Et pourtant, au lieu d´aller aux putes et de prendre de la coke comme ses amis, Tom déprime, se dégoutte et tape sa crise.  Besoin de passer à autre chose. Alors il arrête d´écouter de la musique électro sur son I pod parce que ça l´énerve. C´est le classique qui maintenant l´apaise. Il se remet au piano, comme quand il était petit. Retour à l´enfance, au bonheur. Le paradis perdu.

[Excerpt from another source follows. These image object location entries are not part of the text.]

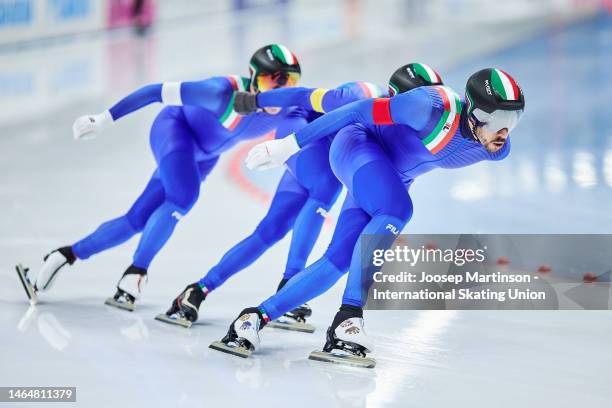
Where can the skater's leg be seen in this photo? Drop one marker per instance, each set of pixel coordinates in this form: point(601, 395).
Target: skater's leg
point(180, 177)
point(119, 230)
point(314, 173)
point(324, 273)
point(287, 202)
point(390, 207)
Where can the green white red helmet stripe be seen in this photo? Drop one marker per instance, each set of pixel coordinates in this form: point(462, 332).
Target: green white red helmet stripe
point(370, 90)
point(237, 82)
point(427, 72)
point(449, 122)
point(504, 85)
point(393, 89)
point(230, 118)
point(283, 53)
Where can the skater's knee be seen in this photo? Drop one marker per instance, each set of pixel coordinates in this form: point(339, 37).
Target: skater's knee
point(272, 229)
point(401, 209)
point(136, 221)
point(184, 198)
point(326, 191)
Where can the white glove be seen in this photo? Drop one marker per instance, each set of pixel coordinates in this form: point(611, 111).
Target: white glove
point(89, 126)
point(272, 153)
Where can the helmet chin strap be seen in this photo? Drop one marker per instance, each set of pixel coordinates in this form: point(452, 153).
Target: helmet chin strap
point(468, 128)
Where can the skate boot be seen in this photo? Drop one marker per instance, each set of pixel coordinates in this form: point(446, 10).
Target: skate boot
point(53, 263)
point(184, 309)
point(295, 320)
point(346, 342)
point(129, 288)
point(242, 338)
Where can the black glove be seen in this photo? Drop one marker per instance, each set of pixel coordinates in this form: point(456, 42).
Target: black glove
point(245, 103)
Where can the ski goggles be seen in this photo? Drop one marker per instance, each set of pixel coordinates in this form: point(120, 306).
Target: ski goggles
point(278, 79)
point(497, 120)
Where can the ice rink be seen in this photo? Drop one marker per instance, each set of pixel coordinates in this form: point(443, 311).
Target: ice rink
point(53, 191)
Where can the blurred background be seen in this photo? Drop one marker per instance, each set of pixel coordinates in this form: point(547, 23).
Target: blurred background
point(60, 59)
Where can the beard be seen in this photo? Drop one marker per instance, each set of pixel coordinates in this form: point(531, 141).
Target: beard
point(495, 145)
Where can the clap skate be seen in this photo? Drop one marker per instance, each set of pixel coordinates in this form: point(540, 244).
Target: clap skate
point(129, 288)
point(295, 320)
point(31, 291)
point(184, 309)
point(242, 337)
point(346, 344)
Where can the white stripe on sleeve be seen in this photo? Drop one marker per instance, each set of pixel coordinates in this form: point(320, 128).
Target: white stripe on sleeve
point(171, 93)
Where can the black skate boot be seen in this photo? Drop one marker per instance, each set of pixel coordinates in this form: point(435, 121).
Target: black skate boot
point(242, 338)
point(129, 288)
point(184, 309)
point(294, 320)
point(346, 340)
point(53, 263)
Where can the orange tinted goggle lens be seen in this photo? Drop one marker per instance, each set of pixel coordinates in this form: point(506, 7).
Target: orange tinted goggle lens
point(266, 82)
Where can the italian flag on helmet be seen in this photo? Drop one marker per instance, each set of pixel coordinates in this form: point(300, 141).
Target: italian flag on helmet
point(427, 73)
point(284, 54)
point(504, 85)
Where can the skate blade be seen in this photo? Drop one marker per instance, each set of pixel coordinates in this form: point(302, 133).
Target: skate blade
point(119, 305)
point(236, 351)
point(27, 286)
point(292, 326)
point(162, 317)
point(344, 359)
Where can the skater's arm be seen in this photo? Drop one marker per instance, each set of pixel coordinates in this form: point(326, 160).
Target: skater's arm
point(210, 94)
point(412, 108)
point(295, 121)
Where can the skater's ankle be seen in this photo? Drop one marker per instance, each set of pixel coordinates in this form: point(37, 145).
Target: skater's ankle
point(263, 316)
point(68, 254)
point(133, 269)
point(346, 312)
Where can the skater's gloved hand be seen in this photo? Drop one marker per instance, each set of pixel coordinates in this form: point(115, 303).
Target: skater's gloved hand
point(272, 153)
point(245, 103)
point(89, 126)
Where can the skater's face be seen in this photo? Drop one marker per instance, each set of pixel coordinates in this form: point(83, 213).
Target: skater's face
point(279, 79)
point(267, 82)
point(492, 141)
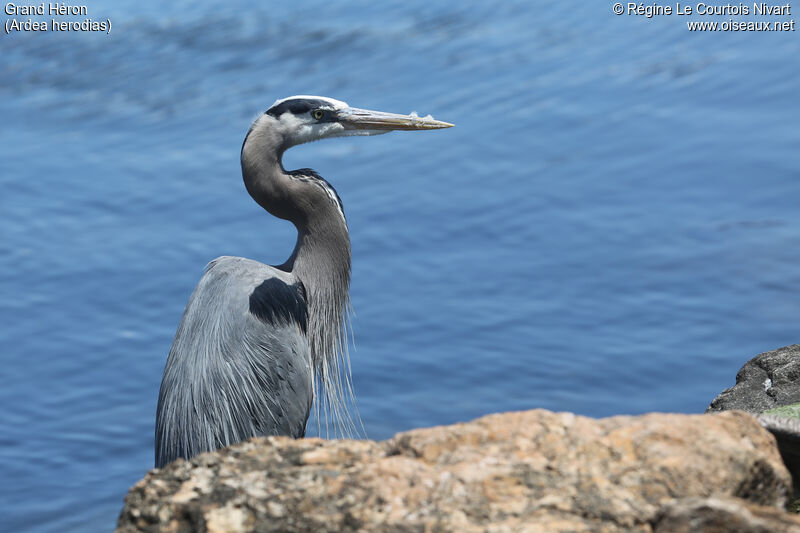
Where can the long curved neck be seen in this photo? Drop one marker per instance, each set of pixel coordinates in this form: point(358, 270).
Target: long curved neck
point(321, 257)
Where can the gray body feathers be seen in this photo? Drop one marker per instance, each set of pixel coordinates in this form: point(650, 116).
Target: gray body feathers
point(256, 343)
point(240, 349)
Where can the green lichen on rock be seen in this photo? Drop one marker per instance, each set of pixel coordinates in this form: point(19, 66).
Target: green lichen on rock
point(786, 411)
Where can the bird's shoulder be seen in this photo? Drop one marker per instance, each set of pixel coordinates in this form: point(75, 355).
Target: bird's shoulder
point(270, 294)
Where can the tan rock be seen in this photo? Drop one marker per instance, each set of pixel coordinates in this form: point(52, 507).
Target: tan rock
point(526, 471)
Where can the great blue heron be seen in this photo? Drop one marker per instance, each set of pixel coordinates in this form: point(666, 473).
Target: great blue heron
point(255, 341)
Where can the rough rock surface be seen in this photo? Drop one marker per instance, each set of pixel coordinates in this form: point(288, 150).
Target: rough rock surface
point(526, 471)
point(723, 515)
point(768, 380)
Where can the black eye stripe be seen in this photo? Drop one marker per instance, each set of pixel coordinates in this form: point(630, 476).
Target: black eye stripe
point(297, 106)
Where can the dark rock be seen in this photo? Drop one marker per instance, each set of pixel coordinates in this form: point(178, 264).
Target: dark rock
point(768, 380)
point(712, 515)
point(527, 471)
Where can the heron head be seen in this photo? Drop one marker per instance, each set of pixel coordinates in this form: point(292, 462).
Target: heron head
point(306, 118)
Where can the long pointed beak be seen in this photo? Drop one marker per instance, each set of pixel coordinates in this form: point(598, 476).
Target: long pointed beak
point(363, 119)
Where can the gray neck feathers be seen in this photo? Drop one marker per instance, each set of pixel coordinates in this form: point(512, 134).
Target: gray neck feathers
point(321, 258)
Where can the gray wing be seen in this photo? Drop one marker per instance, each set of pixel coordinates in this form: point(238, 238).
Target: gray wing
point(240, 365)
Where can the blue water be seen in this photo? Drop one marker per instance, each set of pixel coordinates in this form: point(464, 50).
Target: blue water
point(611, 227)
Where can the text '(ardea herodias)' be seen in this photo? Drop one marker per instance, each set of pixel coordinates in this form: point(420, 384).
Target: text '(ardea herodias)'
point(257, 342)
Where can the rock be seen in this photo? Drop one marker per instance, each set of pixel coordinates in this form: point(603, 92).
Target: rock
point(768, 380)
point(723, 514)
point(787, 435)
point(526, 471)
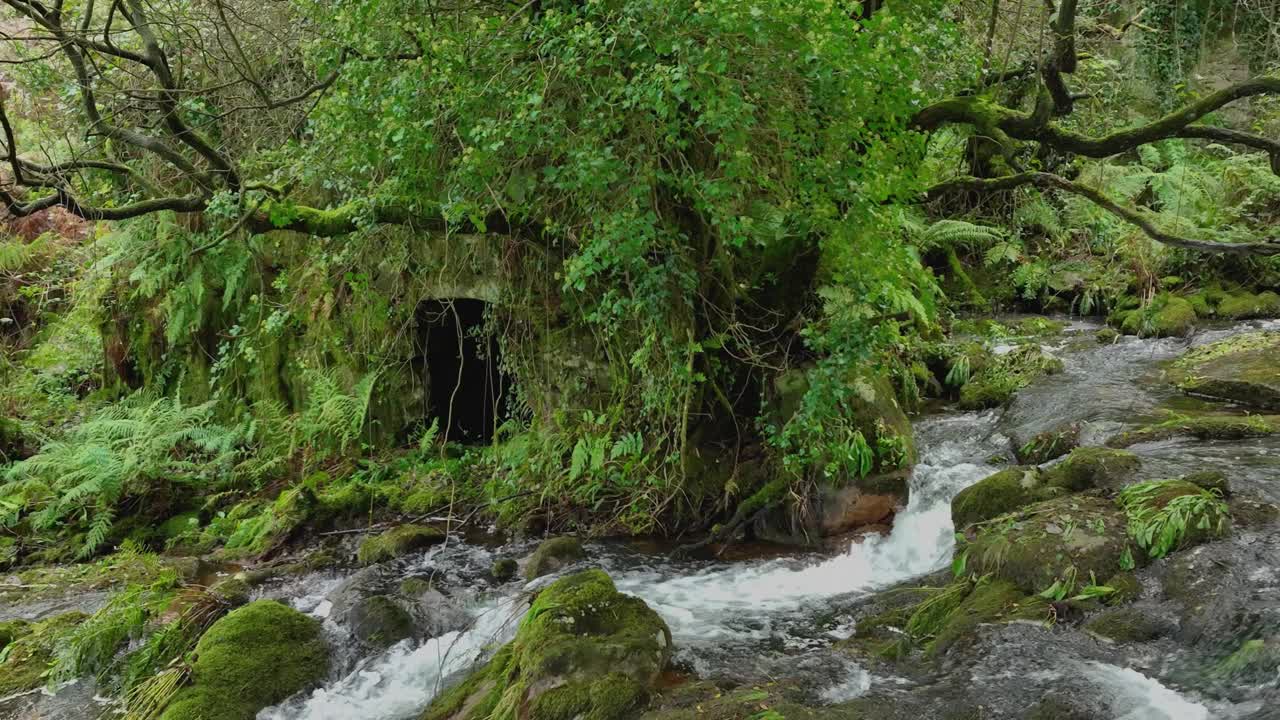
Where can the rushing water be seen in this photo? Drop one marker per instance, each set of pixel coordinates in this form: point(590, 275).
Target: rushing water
point(777, 618)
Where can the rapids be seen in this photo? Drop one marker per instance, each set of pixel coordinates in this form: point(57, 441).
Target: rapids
point(766, 619)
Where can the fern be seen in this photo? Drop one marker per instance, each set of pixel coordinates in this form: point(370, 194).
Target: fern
point(128, 450)
point(952, 233)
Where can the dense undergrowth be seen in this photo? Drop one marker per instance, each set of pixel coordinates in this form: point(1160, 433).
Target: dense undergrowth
point(740, 328)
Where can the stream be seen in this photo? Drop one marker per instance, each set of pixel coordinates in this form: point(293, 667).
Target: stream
point(760, 620)
point(778, 618)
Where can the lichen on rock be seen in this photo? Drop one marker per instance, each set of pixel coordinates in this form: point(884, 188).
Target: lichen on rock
point(397, 542)
point(584, 650)
point(255, 656)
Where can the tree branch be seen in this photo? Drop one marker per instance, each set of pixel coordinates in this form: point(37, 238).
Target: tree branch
point(1048, 181)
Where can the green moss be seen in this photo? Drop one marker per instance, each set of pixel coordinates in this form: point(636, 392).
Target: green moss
point(31, 651)
point(1005, 491)
point(256, 656)
point(1125, 587)
point(1048, 445)
point(1093, 468)
point(988, 602)
point(1166, 315)
point(1246, 305)
point(503, 569)
point(553, 555)
point(12, 630)
point(1125, 625)
point(1065, 541)
point(1168, 515)
point(397, 542)
point(1202, 427)
point(1238, 369)
point(996, 383)
point(583, 650)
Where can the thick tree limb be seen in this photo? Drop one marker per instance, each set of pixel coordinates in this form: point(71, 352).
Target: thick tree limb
point(1048, 181)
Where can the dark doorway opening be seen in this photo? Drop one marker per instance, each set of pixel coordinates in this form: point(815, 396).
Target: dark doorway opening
point(462, 370)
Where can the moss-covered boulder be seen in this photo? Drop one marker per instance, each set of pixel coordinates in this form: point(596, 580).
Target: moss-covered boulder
point(1243, 369)
point(996, 383)
point(30, 650)
point(1169, 515)
point(1166, 315)
point(584, 650)
point(1201, 427)
point(1048, 445)
point(1000, 493)
point(1093, 468)
point(1128, 624)
point(553, 555)
point(397, 542)
point(1063, 541)
point(1247, 305)
point(845, 501)
point(254, 657)
point(379, 621)
point(503, 569)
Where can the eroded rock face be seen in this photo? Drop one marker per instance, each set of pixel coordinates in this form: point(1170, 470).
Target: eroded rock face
point(256, 656)
point(584, 650)
point(1243, 369)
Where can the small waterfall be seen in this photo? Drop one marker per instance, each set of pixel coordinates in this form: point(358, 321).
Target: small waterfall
point(401, 682)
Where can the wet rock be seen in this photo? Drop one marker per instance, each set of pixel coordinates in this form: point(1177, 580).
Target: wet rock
point(503, 569)
point(1128, 624)
point(254, 657)
point(1064, 540)
point(1169, 515)
point(30, 651)
point(995, 384)
point(1240, 369)
point(553, 555)
point(584, 650)
point(1000, 493)
point(846, 502)
point(1201, 427)
point(1048, 445)
point(1093, 468)
point(397, 542)
point(379, 621)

Les cours de piano vont devenir sa bouffée d´oxygène, sa bouée de sauvetage, son havre de paix. Mais là, c´est le spectateur qui en pâtit. Car Tom est plus agile de ses deux poings que de ses dix doigts. Il n´est pas nécessaire d´avoir l´oreille musicale pour comprendre que le bonhomme n´est pas doué. La Toccata de Bach en mi mineur en souffre encore.

 

Le morceau sur lequel Tom s´entraîne est celui de la fugue. Symbolique. Le jeune adulte fugue dans son passé d´ado. Il regarde en arrière, fait un premier bilan loin d´être brillant. La remise en question est une question de jours, ceux qu´Audiard nous fait voir un peu à la manière de ceux que Dostoievky nous racontait pour Raskalnikov. Un autre homme nous apparaît progressivement, sur le chemin de la rédemption. La mort de son père sera le déclic. Puis on l´aidera. Le regard d´une femme qui l´aime à la fin du film en est la preuve. Ce regard, comme une magnifique preuve d´amour, c´est cette touche de douceur dont on avait tant besoin dans ce film de brutes. C´est cette note de musique dans le cœur de Tom dont il avait tant besoin pour faire danser sa vie.